Bob Uecker – “Mr. Baseball” – best known now as a broadcaster, movie star and funny guy, wasn’t much of a major league ball player. Uecker was a lifetime .200 hitter, but he’s been living off the jokes he makes at his own expense for years. Still jokes aside, Uecker had a couple of pretty good seasons in a Boise Braves minor league uniform back in the 1950’s.
Uecker hit .332 in Boise in 1958 and smacked 21 home runs in only 92 games. One of the ex-Boise Braves funniest lines strikes me as a perfect entry point into the community conversation about whether Boise should embark on a plan to site and build a new, multi-use stadium that could be a much improved home for the city’s current professional team, the Boise Hawks.
Uecker once said, “I led the league in ‘Go get ’em next time.'” Boise is on the ragged edge of having to say, “We’ll get ’em next time,” because without a serious and doable plan to improve its baseball venue the city will be without professional baseball sooner rather than later.
Memorial Stadium, the team’s home since 1989, is aging, undersized, under concessioned and has first base seating that during a hot August night is close to unbearable.

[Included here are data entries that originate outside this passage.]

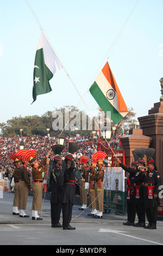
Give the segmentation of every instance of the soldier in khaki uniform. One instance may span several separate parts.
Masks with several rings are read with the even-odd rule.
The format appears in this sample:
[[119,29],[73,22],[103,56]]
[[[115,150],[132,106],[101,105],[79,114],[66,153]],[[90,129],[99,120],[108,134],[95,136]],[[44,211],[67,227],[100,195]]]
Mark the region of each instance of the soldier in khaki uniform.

In short, the stadium isn’t the kind of venue successful minor league organizations call home any longer.
Look around the country at what’s happening in communities where a stadium has been the centerpiece of a community effort to revitalize, renew and recreate. Dayton, Ohio has a wildly successful Class A team in a great facility that recently established the all-time record for consecutive sellouts. Oklahoma City used a ballpark to jump start the rehabilitation of an old warehouse district. You can grab a drink and a steak at Mickey Mantle’s steakhouse next door to the stadium after a game. Louisville recently built a fine new arena to house University of Louisville basketball and the project has offered a major boost to the city center.

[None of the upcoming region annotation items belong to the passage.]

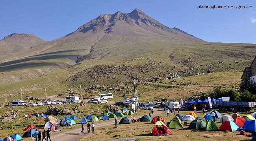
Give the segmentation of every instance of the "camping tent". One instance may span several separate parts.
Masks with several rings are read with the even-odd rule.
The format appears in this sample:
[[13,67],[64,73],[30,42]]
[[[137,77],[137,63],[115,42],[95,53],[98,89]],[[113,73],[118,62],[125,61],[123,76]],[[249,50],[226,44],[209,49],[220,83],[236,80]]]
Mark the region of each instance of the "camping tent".
[[193,117],[194,117],[194,118],[197,118],[197,114],[196,114],[196,113],[194,113],[194,112],[189,112],[188,113],[188,114],[190,114],[190,115],[191,115],[191,116],[193,116]]
[[182,118],[182,121],[193,121],[195,120],[195,118],[189,114],[187,114]]
[[[210,120],[212,120],[212,116],[211,116],[211,115],[210,114],[206,114],[204,116],[204,118],[206,119],[207,121],[209,121]],[[216,118],[214,118],[214,120],[215,121],[217,121],[217,119]]]
[[130,124],[132,123],[132,121],[131,121],[130,119],[128,119],[127,117],[124,117],[120,120],[120,121],[119,122],[119,124]]
[[60,128],[59,125],[58,125],[57,124],[53,124],[52,125],[51,128],[50,128],[50,131],[54,132],[54,131],[61,131],[61,128]]
[[176,116],[177,116],[178,118],[180,118],[180,119],[182,120],[182,118],[183,118],[183,116],[182,116],[180,114],[176,114]]
[[234,119],[229,115],[226,114],[223,116],[221,118],[220,122],[221,123],[224,123],[225,121],[227,120],[234,121]]
[[225,121],[219,127],[221,131],[228,130],[230,132],[240,130],[240,128],[237,125],[232,121]]
[[152,129],[153,136],[166,136],[171,134],[172,133],[165,124],[161,121],[157,122]]
[[234,119],[234,122],[239,127],[243,127],[246,119],[244,118],[237,117]]
[[108,118],[115,118],[117,117],[117,116],[116,116],[115,114],[113,113],[111,113],[109,114],[109,115],[108,115]]
[[22,137],[18,134],[15,134],[13,135],[13,138],[15,139],[16,141],[21,141],[22,140]]
[[193,120],[190,124],[188,128],[194,130],[205,130],[207,121],[204,118],[200,118]]
[[140,121],[141,122],[143,121],[151,121],[152,119],[148,115],[144,115],[141,118]]
[[237,117],[241,118],[241,116],[237,113],[234,113],[233,115],[232,115],[232,118],[233,118],[234,119]]
[[247,120],[243,130],[248,132],[256,132],[256,122],[255,120]]
[[184,128],[184,127],[181,122],[181,121],[180,118],[176,116],[173,117],[173,119],[172,119],[171,121],[168,122],[167,123],[167,127],[169,129]]
[[255,118],[253,118],[253,117],[249,114],[247,114],[244,116],[243,116],[243,117],[246,120],[248,119],[251,119],[251,120],[255,120]]
[[9,117],[5,117],[3,119],[2,119],[2,121],[4,122],[11,122],[13,120],[13,119],[12,119]]
[[72,115],[71,116],[71,117],[70,117],[70,119],[73,119],[73,120],[76,120],[78,119],[76,116],[75,115]]
[[45,123],[46,123],[48,121],[50,121],[52,123],[55,123],[58,124],[58,120],[55,118],[51,116],[48,116],[47,118],[45,118]]
[[219,128],[213,121],[210,120],[206,123],[205,130],[208,131],[217,131],[219,130]]
[[37,128],[37,127],[34,127],[34,126],[33,126],[33,125],[28,125],[27,127],[25,128],[25,129],[24,129],[24,130],[23,130],[22,131],[26,132],[26,131],[28,131],[28,130],[30,130],[30,129],[31,128],[36,128],[36,129],[37,129],[37,130],[39,130],[38,128]]
[[108,118],[108,117],[107,116],[107,115],[105,115],[102,118],[102,120],[109,120],[109,118]]
[[124,117],[124,115],[121,112],[119,112],[117,114],[116,116],[117,116],[117,117],[118,118],[123,118]]
[[151,123],[152,124],[156,124],[156,122],[158,121],[161,121],[164,123],[165,123],[165,121],[163,119],[161,118],[160,117],[158,116],[156,116],[154,118],[153,118],[152,120],[151,121]]
[[45,123],[45,128],[44,128],[48,129],[48,128],[50,128],[52,125],[52,123],[51,122],[48,121]]
[[220,114],[219,112],[217,111],[216,110],[213,110],[210,112],[209,112],[207,114],[211,114],[212,112],[214,112],[215,113],[215,118],[217,119],[219,119],[221,118],[222,116],[221,114]]
[[34,135],[35,134],[35,132],[37,129],[36,128],[31,128],[28,131],[26,131],[23,135],[22,136],[22,137],[31,137]]
[[74,124],[76,124],[75,121],[73,121],[72,119],[69,119],[69,120],[67,120],[67,123],[69,125],[70,125],[71,123],[72,123],[72,125],[74,125]]
[[86,119],[86,118],[85,117],[83,118],[80,121],[80,123],[82,123],[82,122],[83,122],[84,123],[88,123],[88,121],[87,121],[87,119]]
[[65,123],[66,123],[66,122],[67,122],[67,120],[66,120],[65,119],[63,118],[63,119],[61,120],[60,121],[59,121],[59,125],[64,125],[65,124]]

Closer to home, the Yakima Bears of the same Northwest League as the Hawks, are planning on pulling up stakes and moving to Vancouver, Washington next summer. Milwaukie, Oregon, a Portland suburb, is moving ahead with a ballpark plan in order to lure a Class A team.

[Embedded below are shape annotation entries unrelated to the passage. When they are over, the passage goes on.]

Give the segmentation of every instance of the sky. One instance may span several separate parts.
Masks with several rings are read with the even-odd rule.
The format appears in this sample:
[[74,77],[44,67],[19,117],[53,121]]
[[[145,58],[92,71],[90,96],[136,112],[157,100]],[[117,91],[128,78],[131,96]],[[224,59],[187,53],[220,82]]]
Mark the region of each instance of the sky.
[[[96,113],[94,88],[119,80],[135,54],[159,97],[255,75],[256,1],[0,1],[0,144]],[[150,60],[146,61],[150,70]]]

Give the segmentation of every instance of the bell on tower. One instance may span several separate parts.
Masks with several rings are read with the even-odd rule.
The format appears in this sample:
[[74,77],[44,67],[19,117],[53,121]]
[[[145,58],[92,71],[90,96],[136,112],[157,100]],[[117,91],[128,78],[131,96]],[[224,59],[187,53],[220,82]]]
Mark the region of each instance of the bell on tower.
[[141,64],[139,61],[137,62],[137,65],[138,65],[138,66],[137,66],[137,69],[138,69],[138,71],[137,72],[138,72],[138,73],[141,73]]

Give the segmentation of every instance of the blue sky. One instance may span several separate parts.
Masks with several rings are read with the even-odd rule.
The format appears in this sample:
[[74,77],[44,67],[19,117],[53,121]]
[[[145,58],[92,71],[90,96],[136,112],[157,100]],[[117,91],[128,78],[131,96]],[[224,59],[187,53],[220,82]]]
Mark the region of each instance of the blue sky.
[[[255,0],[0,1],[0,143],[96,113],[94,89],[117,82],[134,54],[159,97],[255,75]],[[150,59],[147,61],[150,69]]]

Last week, Bill Connors of the Boise Chamber and I, along with a sizable group of civic and business leaders, launched the Better Boise Coalition to help push the new stadium concept through its next phase. The Coalition will underwrite a site evaluation study that should complement the feasibility study the City of Boise recently completed.
I’m sure we’ll hear from the “don’t do anything, ever” crowd of naysayers and that’s fine – everyone gets an opinion. Here’s mine: Boise needs professional baseball and needs to aspire to eventually attract a Triple A franchise. We’ll never get there without displaying a level of community engagement and commitment and without a first rate facility. A multi-purpose facility fills a multitude of needs, not just baseball. High school teams will have another venue for regular season and playoff games. The Hawks ownership, and to their credit they want to stay in Boise but just need a better home port, has said they’re interested in a minor league soccer team.
You can anticipate the usual voices saying government should have no role in any of this, but that just ignores reality. Think of any of the community assets that make Boise special and you’ll find government fingerprints on everyone – Bronco Stadium, Taco Bell Arena, the Morrison Center, the Boise Centre, the city’s new libraries. Sure private money is critical in many such investments, but government has to be a catalyst or such things just don’t happen.